Ce mardi, la DNCG (direction nationale du contrôle de gestion) a décidé d'exclure l'équipe première de Nîmes Olympique des compétitions nationales. En péril, le club croco va faire appel.
Le 23 mai 2021, Nîmes Olympique était exclu sportivement de la Ligue 1 trois saisons après l'avoir retrouvée, après une dernière défaite à Rennes (0-2). Le 24 juin 2025, à peine quatre ans plus tard, le club croco a été exclu administrativement de toute compétition nationale du football français. Ainsi en a décidé la DNCG après l'audition de la délégation gardoise, ce mardi à Paris. La chute est sans fin, vertigineuse, abyssale. Irréelle.
Du sursis à la sanction
La nouvelle, bien réelle, elle, est tombée vers 18 heures, alors que l'on était au téléphone avec Yannick Liron, le président de l'Association, la section amateur de NO, qui rentrait en train de la capitale. L'homme qui fait tout pour sauver le club, son club, le club des Nîmois, des Gardois et de quelques autres, depuis qu'il sait que Rani Assaf, le président de la SASP (société anonyme sportive professionnelle, section pro), va lâcher définitivement l'affaire. C'était il y a une dizaine de jours. La course contre la montre était lancée. Il revenait donc à l'Association de se substituer à la SASP et de présenter un budget cohérent pour jouer en National 2 en 2025-2026. Mardi 17, à l'issue d'une première audition des dirigeants nîmois, la DNCG fédérale avait prononcé un sursis à statuer à l'encontre de NO. La seconde audition a eu lieu ce mardi 24.
Budget de 2,8 M€ retoqué
Alors que Rani Assaf s'est connecté en visio, Yannick Liron, Olivier Martin (avocat de l'Association, spécialiste en droit du sport), Franck Proust, premier adjoint au maire de Nîmes et président de la communauté d'agglomération Nîmes Métropole, ainsi que Laurent Desoli, expert-comptable du club, se sont présentés devant le gendarme du foot français avec quelques arguments financiers.
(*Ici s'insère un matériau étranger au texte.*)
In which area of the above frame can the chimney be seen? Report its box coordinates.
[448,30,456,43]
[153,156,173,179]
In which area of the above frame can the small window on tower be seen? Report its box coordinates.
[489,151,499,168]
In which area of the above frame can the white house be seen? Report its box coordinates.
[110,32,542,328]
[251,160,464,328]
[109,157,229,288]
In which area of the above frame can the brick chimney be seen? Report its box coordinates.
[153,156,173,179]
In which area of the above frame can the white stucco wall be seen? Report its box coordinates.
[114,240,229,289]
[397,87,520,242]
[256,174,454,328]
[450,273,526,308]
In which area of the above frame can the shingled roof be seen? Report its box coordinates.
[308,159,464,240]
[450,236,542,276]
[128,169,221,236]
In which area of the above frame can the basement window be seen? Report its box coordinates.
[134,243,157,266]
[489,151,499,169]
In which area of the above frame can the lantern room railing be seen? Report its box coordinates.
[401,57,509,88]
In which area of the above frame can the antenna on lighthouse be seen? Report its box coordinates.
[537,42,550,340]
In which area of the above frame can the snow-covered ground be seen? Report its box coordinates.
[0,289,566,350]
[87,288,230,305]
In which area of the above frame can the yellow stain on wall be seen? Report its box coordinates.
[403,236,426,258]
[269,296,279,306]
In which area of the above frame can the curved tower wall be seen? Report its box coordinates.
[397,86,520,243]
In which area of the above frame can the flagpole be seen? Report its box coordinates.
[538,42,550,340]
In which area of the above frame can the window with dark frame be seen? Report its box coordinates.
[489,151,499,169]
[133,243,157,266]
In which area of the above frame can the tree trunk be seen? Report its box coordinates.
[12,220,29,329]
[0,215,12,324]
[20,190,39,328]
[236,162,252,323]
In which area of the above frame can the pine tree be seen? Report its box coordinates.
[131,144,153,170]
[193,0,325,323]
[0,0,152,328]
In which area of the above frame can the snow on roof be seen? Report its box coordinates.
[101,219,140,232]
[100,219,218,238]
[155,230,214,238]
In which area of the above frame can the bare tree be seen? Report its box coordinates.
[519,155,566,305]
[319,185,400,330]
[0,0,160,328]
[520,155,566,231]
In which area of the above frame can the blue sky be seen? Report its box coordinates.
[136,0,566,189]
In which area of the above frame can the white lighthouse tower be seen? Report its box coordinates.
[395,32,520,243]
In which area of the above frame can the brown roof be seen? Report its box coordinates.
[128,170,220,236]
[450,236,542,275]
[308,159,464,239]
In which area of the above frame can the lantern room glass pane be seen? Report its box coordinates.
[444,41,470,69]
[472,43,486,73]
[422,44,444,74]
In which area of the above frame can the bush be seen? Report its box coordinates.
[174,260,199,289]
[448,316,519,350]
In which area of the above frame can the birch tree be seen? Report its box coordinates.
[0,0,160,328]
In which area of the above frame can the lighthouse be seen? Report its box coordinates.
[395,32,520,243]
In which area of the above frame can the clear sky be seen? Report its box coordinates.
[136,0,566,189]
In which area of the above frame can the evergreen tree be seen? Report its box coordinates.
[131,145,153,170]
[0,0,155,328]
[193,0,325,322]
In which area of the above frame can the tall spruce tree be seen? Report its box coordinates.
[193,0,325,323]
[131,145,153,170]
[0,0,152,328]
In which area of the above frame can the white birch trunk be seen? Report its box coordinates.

Et un budget prévisionnel de 2,8 M€, dont 1,35 M€ promis par les collectivités et 500 000 € par les partenaires privés, très cohérent pour du National 2. Au passage, la Ville prenait en charge la location et la maintenance du stade provisoire des Antonins (propriété de M. Assaf) et du centre d'entraînement de la Bastide (propriété de la SASP). J'ai assisté d'autres clubs devant la DNCG, on avait moins de recettes garanties et on était passé, confiait Liron, expert-comptable de profession.
Du jamais vu
Là, ça n'est pas passé. Pourquoi ? Parce que la situation est très complexe, c'est du jamais vu, nous confie un proche du dossier. On est en présence d'une société – la SASP dont l'actionnaire ultra majoritaire est Rani Assaf – qui n'est pas en dépôt de bilan (il y a encore 4 M€ sur les comptes) et qui ne réengage pas son équipe. C'est la première fois qu'un club qui peut continuer financièrement ne veut pas repartir ! Et qu'une association doit se substituer à une société. La DNCG a ainsi consulté le service juridique de la Fédération avant de statuer.
Jouer avec Bordeaux en N2
Si l'on en reste là, Nîmes serait donc rétrogradé au niveau régional, c'est-à-dire en R1, où évolue actuellement son équipe réserve. Mais dans la capitale gardoise, personne ne veut en rester là. Le club va faire appel de la sanction. Il a 15 jours pour trouver de nouvelles solutions. On reste en ordre de bataille, on continue à se battre, assurent de concert les dirigeants. On garde la tête froide. On va tenter à la fois de répondre à une situation juridique inédite et conforter le budgétaire (la DNCG aurait tiqué sur les recettes de billetterie, avec 3 000 spectateurs de moyenne prévus), en trouvant de nouvelles garanties. Il est hors de question que Nîmes Olympique joue en Régional 1 la saison prochaine. Pour ne pas rejoindre au cimetière du ballon rond les Niort, Tours, Sedan ou le Gazelec Ajaccio. Aujourd'hui, NO en est juste à vouloir rester avec Bordeaux (maintenu avec encadrement de la masse salariale) en N2. C'est dire l'ampleur du désastre.